Fresh manure can be quite hot and can burn plants.

Moreover, it may even harbor parasites and pathogens that can harm humans. This is why one should let the manure age for a few months or even a year before using it.

Types of manures and their benefits

Manures from carnivores or pigs should not be used as they can host several pathogens and parasites.

However, cow, chicken, horse, rabbit, sheep, goat, and bat droppings are safe and can offer soil many nutrients. Chicken manure has the highest volume of nitrogen.

More detailed benefits of each manure type are covered in another article on how to best utilize manure in the garden. It covers how to use it effectively in the garden, an exception on fresh manure, and even possible testing methods to check if it will benefit the garden.

7) Give it Some Rest

Regarding soil, it is often about how much we do not do rather than how much we do. So, before you plant your garden in the spring, it is essential to keep this one thing in mind.

It would help if you let the soil dry up. As mentioned earlier, tilling, digging, and walking on wet soil can compact and damage the soil. Thus, resting your garden before working on it in the spring is essential.

You can squeeze a handful of soil to determine whether the soil is ready. If water comes out of it, the soil is too damp. You should give it around a week to dry up a little.

Consider doing these activities to a minimum to give your soil rest

For soils, it’s often better that we don’t do much work. Before planting spring gardens, the most important soil care priority is letting wet spring soils dry.

Digging, walking on, or driving a rototiller over wet soils, particularly those with clays and compacts, damage the soil structure we work so hard to build.

When this happens, we squeeze the air out of soils, leaving little space for organisms to breathe or roots to grow. Rather than using a tiller, a digging fork or broad fork can be used in the no-till garden.

These work gently will loosen up the top layer of the soil without causing any damage to the microorganisms.

8) Vermicompost

One of the easiest and most natural ways to improve the quality of your garden soil is by putting worms in your compost pile. If, however, you are having trouble putting or growing the worm population in both soil and compost, you might want to check this article of mine on the increasing worm population in the garden.

It covers methods one can do to increase the population, what worms dislike you can consider and many more.

What can vermicompost do to your garden soil?

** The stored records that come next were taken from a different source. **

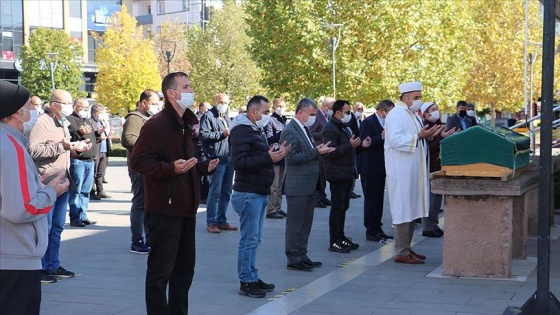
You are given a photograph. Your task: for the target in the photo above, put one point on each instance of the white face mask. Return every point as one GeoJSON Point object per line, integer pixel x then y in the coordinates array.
{"type": "Point", "coordinates": [434, 116]}
{"type": "Point", "coordinates": [66, 110]}
{"type": "Point", "coordinates": [186, 101]}
{"type": "Point", "coordinates": [310, 121]}
{"type": "Point", "coordinates": [416, 105]}
{"type": "Point", "coordinates": [222, 108]}
{"type": "Point", "coordinates": [28, 125]}
{"type": "Point", "coordinates": [153, 109]}
{"type": "Point", "coordinates": [263, 121]}
{"type": "Point", "coordinates": [346, 119]}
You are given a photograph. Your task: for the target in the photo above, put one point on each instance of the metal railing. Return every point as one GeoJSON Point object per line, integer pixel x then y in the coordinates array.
{"type": "Point", "coordinates": [533, 130]}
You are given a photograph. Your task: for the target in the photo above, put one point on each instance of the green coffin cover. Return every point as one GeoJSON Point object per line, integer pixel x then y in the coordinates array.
{"type": "Point", "coordinates": [494, 145]}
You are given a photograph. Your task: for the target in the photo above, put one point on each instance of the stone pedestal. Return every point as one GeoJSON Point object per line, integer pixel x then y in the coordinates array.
{"type": "Point", "coordinates": [485, 223]}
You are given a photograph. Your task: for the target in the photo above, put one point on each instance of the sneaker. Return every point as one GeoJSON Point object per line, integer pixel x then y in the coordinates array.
{"type": "Point", "coordinates": [140, 248]}
{"type": "Point", "coordinates": [266, 287]}
{"type": "Point", "coordinates": [61, 273]}
{"type": "Point", "coordinates": [47, 278]}
{"type": "Point", "coordinates": [338, 247]}
{"type": "Point", "coordinates": [251, 289]}
{"type": "Point", "coordinates": [346, 241]}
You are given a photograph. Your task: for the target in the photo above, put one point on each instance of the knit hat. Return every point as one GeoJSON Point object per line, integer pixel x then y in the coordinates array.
{"type": "Point", "coordinates": [12, 98]}
{"type": "Point", "coordinates": [410, 87]}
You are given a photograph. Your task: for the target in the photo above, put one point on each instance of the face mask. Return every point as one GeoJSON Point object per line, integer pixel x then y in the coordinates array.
{"type": "Point", "coordinates": [222, 108]}
{"type": "Point", "coordinates": [186, 101]}
{"type": "Point", "coordinates": [346, 118]}
{"type": "Point", "coordinates": [153, 109]}
{"type": "Point", "coordinates": [416, 105]}
{"type": "Point", "coordinates": [434, 116]}
{"type": "Point", "coordinates": [28, 125]}
{"type": "Point", "coordinates": [263, 121]}
{"type": "Point", "coordinates": [66, 110]}
{"type": "Point", "coordinates": [310, 121]}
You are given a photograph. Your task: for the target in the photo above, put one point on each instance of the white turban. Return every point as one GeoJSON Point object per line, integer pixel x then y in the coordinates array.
{"type": "Point", "coordinates": [410, 87]}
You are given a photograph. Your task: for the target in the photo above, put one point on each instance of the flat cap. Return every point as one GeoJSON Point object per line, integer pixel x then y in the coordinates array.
{"type": "Point", "coordinates": [12, 98]}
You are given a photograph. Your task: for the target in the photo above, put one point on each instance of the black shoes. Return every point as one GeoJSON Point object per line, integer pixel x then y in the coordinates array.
{"type": "Point", "coordinates": [266, 287]}
{"type": "Point", "coordinates": [312, 263]}
{"type": "Point", "coordinates": [300, 265]}
{"type": "Point", "coordinates": [339, 247]}
{"type": "Point", "coordinates": [274, 215]}
{"type": "Point", "coordinates": [251, 289]}
{"type": "Point", "coordinates": [354, 195]}
{"type": "Point", "coordinates": [346, 241]}
{"type": "Point", "coordinates": [434, 233]}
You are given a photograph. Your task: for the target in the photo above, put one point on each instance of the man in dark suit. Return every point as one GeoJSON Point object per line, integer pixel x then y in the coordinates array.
{"type": "Point", "coordinates": [316, 130]}
{"type": "Point", "coordinates": [302, 175]}
{"type": "Point", "coordinates": [459, 121]}
{"type": "Point", "coordinates": [371, 167]}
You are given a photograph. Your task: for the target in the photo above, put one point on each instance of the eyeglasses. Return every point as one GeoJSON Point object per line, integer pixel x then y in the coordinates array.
{"type": "Point", "coordinates": [62, 103]}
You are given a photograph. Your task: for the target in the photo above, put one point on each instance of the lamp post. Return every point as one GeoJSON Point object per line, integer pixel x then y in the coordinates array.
{"type": "Point", "coordinates": [167, 53]}
{"type": "Point", "coordinates": [52, 66]}
{"type": "Point", "coordinates": [334, 45]}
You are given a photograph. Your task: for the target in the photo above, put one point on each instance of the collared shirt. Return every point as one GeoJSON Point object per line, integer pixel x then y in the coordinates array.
{"type": "Point", "coordinates": [306, 132]}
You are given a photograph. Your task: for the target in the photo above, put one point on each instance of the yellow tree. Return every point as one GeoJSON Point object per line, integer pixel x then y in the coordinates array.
{"type": "Point", "coordinates": [173, 38]}
{"type": "Point", "coordinates": [495, 77]}
{"type": "Point", "coordinates": [127, 64]}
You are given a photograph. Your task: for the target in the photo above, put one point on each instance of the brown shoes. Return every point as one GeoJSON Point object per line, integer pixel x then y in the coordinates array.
{"type": "Point", "coordinates": [213, 229]}
{"type": "Point", "coordinates": [408, 259]}
{"type": "Point", "coordinates": [227, 227]}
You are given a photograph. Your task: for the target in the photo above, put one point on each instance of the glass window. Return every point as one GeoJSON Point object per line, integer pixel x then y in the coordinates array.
{"type": "Point", "coordinates": [75, 8]}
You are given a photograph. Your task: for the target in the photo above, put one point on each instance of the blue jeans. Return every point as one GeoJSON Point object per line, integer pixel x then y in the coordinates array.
{"type": "Point", "coordinates": [56, 218]}
{"type": "Point", "coordinates": [251, 209]}
{"type": "Point", "coordinates": [81, 173]}
{"type": "Point", "coordinates": [219, 193]}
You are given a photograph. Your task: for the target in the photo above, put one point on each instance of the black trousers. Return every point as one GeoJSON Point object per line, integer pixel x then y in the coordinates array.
{"type": "Point", "coordinates": [170, 263]}
{"type": "Point", "coordinates": [340, 202]}
{"type": "Point", "coordinates": [20, 292]}
{"type": "Point", "coordinates": [374, 193]}
{"type": "Point", "coordinates": [99, 173]}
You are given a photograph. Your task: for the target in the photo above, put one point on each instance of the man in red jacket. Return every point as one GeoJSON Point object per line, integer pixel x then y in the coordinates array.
{"type": "Point", "coordinates": [165, 155]}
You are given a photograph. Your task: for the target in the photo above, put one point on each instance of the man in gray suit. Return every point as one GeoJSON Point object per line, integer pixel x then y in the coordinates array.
{"type": "Point", "coordinates": [302, 175]}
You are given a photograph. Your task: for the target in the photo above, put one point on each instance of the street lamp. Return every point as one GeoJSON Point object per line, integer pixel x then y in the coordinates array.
{"type": "Point", "coordinates": [167, 53]}
{"type": "Point", "coordinates": [52, 66]}
{"type": "Point", "coordinates": [334, 45]}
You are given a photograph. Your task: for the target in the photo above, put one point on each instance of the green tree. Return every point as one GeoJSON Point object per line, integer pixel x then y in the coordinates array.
{"type": "Point", "coordinates": [220, 57]}
{"type": "Point", "coordinates": [67, 57]}
{"type": "Point", "coordinates": [127, 64]}
{"type": "Point", "coordinates": [173, 38]}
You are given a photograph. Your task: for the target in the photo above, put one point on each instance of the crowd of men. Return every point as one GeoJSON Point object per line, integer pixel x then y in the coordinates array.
{"type": "Point", "coordinates": [252, 161]}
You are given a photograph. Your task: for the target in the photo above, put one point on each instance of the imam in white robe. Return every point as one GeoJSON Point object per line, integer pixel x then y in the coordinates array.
{"type": "Point", "coordinates": [405, 164]}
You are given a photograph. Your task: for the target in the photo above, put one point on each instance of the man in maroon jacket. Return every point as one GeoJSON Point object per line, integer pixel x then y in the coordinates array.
{"type": "Point", "coordinates": [165, 155]}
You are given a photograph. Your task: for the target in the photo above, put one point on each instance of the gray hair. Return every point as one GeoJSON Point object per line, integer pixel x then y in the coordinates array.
{"type": "Point", "coordinates": [305, 103]}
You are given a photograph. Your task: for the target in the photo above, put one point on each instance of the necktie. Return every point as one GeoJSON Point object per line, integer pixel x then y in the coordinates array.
{"type": "Point", "coordinates": [309, 136]}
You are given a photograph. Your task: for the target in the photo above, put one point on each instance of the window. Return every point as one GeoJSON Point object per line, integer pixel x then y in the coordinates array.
{"type": "Point", "coordinates": [161, 6]}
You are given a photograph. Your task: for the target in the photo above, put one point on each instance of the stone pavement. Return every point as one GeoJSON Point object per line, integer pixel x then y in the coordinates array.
{"type": "Point", "coordinates": [110, 279]}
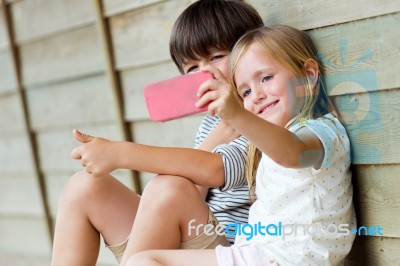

Doing this can accelerate decomposition and even bring more nutrients to the compost. The worms will pass through the soil, improving aeration and drainage.

While doing this, they also leave behind their castings which will increase the fertility of the soil.

You can even grow the worms in a separate compost bin to save their worm castings, as they can be expensive. Creating your worm castings can be affordable, and you can add this to get nutrient-rich soil.

9) Consider Building Raised Beds

We understand that improving soil quality is an ongoing process. And while some of these ways can work wonders for some, they may not offer the same results to others.

So, if you are not getting your desired results or your garden soil is taking a lot of time, you can consider building raised beds.

Raised bed gardening is an easy and quick way to fix garden soil that is poor in quality.

They offer you complete control over the soil. Moreover, raised beds give your garden a clean and tidy look and allow you to rotate crops further to maximize crop and plant varieties. My recent article on rotating crops in raised garden beds covers this in great detail.

Conclusion on how to improve garden soil quality fast

Building a garden with healthy and fertile soil is an ongoing process, but you will reap many benefits once you can improve the soil quality. We hope that at least one of these ways will help you improve the quality of your garden soil – from abundant harvests to healthy and thriving plants.

Of course, as a gardener, you will know more about the state of your garden and what may be suitable for it. Keep close attention to how your plants are faring when doing these steps, and see them bloom and thrive before your eyes. Happy gardening!